Once we began healing her gut and removing methyl mercury from her brain, she
naturally came around and now loves therapy. This was not a coincidence. I'm
reminded of it every time she's sick with a cold the EXACT same previous bad
behaviors return. The crying, screaming, unwillingness to participate, acting as if the
world will end if she has to sit at the table.
One of our therapists believes that when a child is at their worst it's the perfect time
to teach that bad behaviors aren't rewarded - inevitably turning Caroline's screaming
into a raging sobbing fit. I fought her every time, but not until recently did she ever
truly get it.
She followed my lead and began to understand that even if we gave her a break
when feeling sick, she wouldn't forever turn on bad behavior in hopes of hitting a
'free pass from therapy' jackpot.
And sure enough, when Caroline was facing a particularly bad day (die off wise) and
we granted her request to play hide-and-seek nearly an entire session, she returned
the following week, happy and ready to participate in challenging tasks. She did not
assume she could cry and we would play hide-and-seek. She felt better and was
ready to get back to work. Score 1 for mother's intuition.
Just like typical children, often times children with 'autism' or related disorders act
poorly because they're facing underlying medical irritations. In both cases, if you fix
the issues, whether it's a headache, a cold or a leaky gut, the behavior will generally
come around. It occurs to me that this blog could just as well have been written
about a child being overtired and it's also worth mentioning that in addition to the
host of other medical issues, many children on the spectrum are not getting enough
sleep. We know what that does to even the most typical child.

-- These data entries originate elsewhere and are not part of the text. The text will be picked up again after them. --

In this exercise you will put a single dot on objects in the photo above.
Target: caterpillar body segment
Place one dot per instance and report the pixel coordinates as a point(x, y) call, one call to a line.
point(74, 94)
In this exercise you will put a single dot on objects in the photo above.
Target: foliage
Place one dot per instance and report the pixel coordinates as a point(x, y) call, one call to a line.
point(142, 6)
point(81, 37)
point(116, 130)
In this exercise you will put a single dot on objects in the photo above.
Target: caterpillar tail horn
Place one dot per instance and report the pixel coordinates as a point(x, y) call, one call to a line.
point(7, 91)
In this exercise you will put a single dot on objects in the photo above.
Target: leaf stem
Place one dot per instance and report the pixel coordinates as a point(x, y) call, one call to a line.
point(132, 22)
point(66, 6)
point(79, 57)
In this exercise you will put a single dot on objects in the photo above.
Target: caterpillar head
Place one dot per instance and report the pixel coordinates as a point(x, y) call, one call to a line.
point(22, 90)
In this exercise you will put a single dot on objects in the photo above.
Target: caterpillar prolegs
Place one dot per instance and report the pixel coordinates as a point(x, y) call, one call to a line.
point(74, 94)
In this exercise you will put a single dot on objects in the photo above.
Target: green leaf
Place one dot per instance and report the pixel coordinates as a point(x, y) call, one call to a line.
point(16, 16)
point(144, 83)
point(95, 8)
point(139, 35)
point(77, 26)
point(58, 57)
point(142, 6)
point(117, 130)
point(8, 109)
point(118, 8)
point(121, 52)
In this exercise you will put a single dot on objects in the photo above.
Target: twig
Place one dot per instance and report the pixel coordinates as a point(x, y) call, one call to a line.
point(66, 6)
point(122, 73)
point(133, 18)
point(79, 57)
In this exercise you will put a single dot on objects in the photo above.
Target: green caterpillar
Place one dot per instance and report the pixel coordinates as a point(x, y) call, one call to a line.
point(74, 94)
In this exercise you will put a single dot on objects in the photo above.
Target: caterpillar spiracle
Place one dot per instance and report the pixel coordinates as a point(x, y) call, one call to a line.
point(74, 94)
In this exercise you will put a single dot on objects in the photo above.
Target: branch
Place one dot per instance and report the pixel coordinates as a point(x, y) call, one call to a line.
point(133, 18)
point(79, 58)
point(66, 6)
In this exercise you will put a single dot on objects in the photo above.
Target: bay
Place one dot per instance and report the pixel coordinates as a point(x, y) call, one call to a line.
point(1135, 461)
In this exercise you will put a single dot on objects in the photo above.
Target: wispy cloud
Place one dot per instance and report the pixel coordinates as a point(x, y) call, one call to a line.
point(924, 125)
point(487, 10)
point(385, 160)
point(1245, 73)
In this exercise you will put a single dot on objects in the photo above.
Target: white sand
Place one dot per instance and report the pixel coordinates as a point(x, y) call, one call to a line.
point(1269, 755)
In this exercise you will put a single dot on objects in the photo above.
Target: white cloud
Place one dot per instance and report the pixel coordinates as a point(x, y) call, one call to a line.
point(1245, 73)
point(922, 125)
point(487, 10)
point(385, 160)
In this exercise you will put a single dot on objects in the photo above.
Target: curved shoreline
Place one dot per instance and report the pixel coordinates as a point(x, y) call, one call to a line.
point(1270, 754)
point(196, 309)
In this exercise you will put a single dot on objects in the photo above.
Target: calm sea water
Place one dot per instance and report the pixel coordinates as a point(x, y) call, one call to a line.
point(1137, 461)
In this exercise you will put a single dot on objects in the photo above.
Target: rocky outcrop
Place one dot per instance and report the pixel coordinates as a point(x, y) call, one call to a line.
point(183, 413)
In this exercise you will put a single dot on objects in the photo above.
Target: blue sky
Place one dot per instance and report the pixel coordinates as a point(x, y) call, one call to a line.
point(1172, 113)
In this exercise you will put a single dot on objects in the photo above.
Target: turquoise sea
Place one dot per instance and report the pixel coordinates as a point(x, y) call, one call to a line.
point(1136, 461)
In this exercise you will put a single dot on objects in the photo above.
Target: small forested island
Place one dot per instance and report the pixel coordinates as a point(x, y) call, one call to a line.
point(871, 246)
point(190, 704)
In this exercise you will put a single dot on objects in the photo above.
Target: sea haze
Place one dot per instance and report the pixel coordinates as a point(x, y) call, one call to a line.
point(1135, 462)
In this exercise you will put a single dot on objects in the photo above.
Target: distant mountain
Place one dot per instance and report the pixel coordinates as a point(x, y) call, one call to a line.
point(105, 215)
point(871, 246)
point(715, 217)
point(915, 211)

Seat belting a child who's suffering from other issues into a chair might get 14 flash
cards done, but it won't make them feel better or teach them that being engaged is
fun OR bring about any of the behaviors that are really important in this world.
If you feel there's more to your child's bad behaviors than defiance and testing
boundaries, then there's a good chance outside factors are involved. Seek medical
help. If you don't know where to start, ask me or someone else who's been through
it. There are many resources at this site including the "getting started" page and also
an incredible online group of parents called "Autism is Medical." You can join the
group and will have all the help you need and more!
And if your therapist, who has a lot of letters behind their name, says, "I hear
screaming all the time, it doesn't bother me... it's just behavioral" (which I've heard
more times than I can count) then you should wonder if they're aware of the medical
side of autism and similar disorders, because surely if they were, they'd have more
compassion for the children who might very well be in physical pain, who they're
forcing to participate. The kids are often screaming because it's too much to bear --
much like you would if we were training you how to get by in the world with a migrane.
So although it does take a lot of work to get there, the answer is simple...
having a healthy child -- that's how you get the most out of therapy.